Photojournalism or Movie Ad?
Continuing on my catching up … over at PhotoShelter, Allen Murabayashi takes on the question of over toning images, to the point they look like movie posters.
I fully support Murabayashi except for the first part of this excerpt:
To be clear, I’m not suggesting that there has been any manipulation that falls outside of the rules of the contest, but when images cease to look real and to be overly retouched, we have a veracity problem. And if we subscribe to the common ethos of photojournalism (i.e. that we are trying not to deceive the viewer), then we have an increasingly enigmatic issue. This movie poster look reminds me of this article about Hollywood’s obsession with teal and orange. We have somehow come to believe that the images look better with copious amounts of Photoshop vs what is straight out of the camera.

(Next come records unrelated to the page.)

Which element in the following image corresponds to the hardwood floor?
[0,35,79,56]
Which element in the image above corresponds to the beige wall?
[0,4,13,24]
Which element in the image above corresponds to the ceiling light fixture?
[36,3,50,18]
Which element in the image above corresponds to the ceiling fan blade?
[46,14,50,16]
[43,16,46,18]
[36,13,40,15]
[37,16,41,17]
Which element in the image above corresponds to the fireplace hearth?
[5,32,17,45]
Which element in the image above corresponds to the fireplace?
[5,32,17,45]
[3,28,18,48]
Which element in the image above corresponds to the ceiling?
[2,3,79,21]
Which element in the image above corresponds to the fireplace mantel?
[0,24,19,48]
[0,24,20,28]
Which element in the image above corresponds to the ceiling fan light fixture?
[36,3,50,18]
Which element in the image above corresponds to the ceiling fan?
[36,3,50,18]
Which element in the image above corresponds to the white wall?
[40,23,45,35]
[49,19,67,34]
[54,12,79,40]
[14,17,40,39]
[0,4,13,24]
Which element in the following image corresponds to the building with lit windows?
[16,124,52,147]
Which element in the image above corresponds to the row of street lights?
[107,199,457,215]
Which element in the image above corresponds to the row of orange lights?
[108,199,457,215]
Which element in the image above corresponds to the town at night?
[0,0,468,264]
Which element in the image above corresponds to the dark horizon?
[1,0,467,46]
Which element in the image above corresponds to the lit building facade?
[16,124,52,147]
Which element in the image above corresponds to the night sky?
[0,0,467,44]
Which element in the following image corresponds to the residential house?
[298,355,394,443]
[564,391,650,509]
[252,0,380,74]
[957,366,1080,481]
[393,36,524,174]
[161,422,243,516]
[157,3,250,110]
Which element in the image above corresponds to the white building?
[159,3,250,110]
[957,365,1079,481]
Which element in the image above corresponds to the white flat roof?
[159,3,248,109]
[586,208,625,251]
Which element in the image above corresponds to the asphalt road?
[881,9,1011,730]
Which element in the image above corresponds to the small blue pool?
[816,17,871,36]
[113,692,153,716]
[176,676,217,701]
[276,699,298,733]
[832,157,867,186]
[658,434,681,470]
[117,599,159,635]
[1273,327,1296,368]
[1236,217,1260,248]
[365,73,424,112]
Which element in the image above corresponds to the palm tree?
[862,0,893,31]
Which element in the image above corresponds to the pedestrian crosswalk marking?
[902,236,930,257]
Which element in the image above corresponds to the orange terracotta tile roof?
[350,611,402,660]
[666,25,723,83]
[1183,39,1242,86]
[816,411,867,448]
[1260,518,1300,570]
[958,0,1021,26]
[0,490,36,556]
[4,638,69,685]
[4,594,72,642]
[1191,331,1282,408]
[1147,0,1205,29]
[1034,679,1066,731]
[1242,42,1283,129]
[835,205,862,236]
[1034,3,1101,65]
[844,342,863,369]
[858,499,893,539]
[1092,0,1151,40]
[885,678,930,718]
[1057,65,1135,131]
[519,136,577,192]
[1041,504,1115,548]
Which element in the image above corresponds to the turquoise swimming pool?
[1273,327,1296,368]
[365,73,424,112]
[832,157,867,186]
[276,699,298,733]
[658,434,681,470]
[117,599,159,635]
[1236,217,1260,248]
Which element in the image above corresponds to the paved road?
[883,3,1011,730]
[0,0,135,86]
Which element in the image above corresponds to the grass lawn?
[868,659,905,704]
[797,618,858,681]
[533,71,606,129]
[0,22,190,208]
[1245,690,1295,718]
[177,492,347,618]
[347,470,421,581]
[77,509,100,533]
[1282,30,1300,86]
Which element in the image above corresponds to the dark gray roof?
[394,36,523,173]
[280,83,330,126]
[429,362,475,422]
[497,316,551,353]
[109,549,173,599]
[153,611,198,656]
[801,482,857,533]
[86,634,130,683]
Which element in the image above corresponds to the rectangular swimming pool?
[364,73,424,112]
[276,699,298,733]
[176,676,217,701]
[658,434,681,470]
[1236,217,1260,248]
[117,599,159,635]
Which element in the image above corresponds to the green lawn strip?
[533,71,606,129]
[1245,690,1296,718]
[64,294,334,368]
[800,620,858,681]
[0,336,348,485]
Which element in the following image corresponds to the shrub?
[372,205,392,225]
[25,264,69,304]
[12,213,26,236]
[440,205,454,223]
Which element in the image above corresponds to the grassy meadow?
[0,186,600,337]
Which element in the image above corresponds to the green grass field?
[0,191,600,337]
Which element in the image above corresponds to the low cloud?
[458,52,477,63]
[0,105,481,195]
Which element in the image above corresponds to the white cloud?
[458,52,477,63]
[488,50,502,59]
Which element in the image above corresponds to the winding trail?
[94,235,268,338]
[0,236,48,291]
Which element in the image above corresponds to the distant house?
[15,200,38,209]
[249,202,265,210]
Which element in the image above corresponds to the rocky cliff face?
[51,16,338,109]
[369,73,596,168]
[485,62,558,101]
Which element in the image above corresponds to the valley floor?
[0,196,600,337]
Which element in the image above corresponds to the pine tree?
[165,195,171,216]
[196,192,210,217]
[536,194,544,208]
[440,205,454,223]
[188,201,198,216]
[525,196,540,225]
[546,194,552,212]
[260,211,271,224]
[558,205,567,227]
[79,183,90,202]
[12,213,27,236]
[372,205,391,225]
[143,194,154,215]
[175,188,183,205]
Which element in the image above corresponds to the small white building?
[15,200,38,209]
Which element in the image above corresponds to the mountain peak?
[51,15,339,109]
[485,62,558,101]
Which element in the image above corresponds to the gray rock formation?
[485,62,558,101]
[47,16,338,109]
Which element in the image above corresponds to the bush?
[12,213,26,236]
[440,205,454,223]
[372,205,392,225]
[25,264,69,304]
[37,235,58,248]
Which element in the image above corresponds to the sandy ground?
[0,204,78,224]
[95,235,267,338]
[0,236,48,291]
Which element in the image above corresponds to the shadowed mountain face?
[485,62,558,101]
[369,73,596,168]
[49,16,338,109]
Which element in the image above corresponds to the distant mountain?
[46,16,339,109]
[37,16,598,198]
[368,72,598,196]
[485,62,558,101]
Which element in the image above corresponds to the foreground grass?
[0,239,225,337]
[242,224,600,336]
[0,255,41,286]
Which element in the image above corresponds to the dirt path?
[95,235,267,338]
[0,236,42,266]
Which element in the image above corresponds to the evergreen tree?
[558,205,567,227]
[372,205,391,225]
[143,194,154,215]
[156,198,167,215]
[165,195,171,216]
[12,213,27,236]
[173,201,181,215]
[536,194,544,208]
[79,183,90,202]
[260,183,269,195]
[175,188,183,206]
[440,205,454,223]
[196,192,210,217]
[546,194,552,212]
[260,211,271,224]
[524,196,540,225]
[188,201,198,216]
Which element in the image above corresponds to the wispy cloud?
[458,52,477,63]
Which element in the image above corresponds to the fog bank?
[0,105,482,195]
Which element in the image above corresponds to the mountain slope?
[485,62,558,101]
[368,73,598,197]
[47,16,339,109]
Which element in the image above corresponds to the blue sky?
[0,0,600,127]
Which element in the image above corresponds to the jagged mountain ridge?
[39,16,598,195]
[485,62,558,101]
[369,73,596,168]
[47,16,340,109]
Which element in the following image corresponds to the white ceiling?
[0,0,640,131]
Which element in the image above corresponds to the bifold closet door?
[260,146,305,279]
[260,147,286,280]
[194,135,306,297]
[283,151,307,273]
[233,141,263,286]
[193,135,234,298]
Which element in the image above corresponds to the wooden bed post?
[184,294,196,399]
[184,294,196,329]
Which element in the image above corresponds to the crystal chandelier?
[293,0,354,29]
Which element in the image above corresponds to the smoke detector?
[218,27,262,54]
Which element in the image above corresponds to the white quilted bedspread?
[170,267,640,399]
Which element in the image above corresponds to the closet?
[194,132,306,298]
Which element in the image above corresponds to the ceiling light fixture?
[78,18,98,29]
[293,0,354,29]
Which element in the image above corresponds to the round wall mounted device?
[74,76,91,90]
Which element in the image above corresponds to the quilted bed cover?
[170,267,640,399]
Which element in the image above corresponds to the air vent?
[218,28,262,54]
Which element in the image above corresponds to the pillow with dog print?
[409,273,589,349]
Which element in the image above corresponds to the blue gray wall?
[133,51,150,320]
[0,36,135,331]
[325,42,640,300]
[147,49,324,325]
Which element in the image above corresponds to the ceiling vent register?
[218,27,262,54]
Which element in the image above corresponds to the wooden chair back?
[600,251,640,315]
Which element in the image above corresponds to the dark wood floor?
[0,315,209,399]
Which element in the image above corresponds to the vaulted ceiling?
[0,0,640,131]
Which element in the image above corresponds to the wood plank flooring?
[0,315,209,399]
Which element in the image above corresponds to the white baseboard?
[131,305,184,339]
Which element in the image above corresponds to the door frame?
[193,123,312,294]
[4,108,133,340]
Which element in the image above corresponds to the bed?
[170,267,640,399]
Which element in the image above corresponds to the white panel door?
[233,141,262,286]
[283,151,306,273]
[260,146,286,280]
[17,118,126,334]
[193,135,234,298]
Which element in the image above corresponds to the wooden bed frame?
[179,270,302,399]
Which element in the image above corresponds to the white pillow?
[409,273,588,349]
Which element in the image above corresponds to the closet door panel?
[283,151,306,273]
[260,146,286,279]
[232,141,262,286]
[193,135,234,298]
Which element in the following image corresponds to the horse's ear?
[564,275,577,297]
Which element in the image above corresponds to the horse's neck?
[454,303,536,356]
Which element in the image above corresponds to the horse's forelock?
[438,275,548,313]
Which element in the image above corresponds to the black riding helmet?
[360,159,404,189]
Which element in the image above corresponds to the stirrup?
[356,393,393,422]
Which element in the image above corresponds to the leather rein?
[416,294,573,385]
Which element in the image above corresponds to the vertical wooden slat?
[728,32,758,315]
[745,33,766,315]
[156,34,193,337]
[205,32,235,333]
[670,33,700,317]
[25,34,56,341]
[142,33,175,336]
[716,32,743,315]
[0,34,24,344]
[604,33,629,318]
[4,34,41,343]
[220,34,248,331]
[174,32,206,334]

I think it has fallen outside of the rules of the World Press Photo competition. The inclusion of the word “press” implies journalism, and none of the images he questions are journalism anymore – they are illustrations.
So what do we do? His suggestion that contests require submission of untouched original files is right on the money. What message do we send when we give awards to images that no longer reflect reality? That are impossibilities? That have become, at their core, visual lies?
My students occasionally complain that I spend too little time teaching them Photoshop, that other programs spend more time on it. They are absolutely right, I spend comically little time teaching it because it is a tool that scares me. I grew up on Kodachromes (yeah, I went there) – get it right in the camera and life is much easier.
Because no one will ever save democracy by sitting in a dark room pushing pixels around.
I have always wondered about this because I know when I shoot a great image, it looks as though it’ll never be as “brilliant” or “amazing” looking as those in that article.
This photo is such a non issue. People are freaking out because the printed version looks more contrasty and saturated than the WPP version. Photos come out of the camera without tons of contrast or saturation!
I’d be much more concerned about the Washington Post photographer who cloned a ref out of a winning wrestling photo.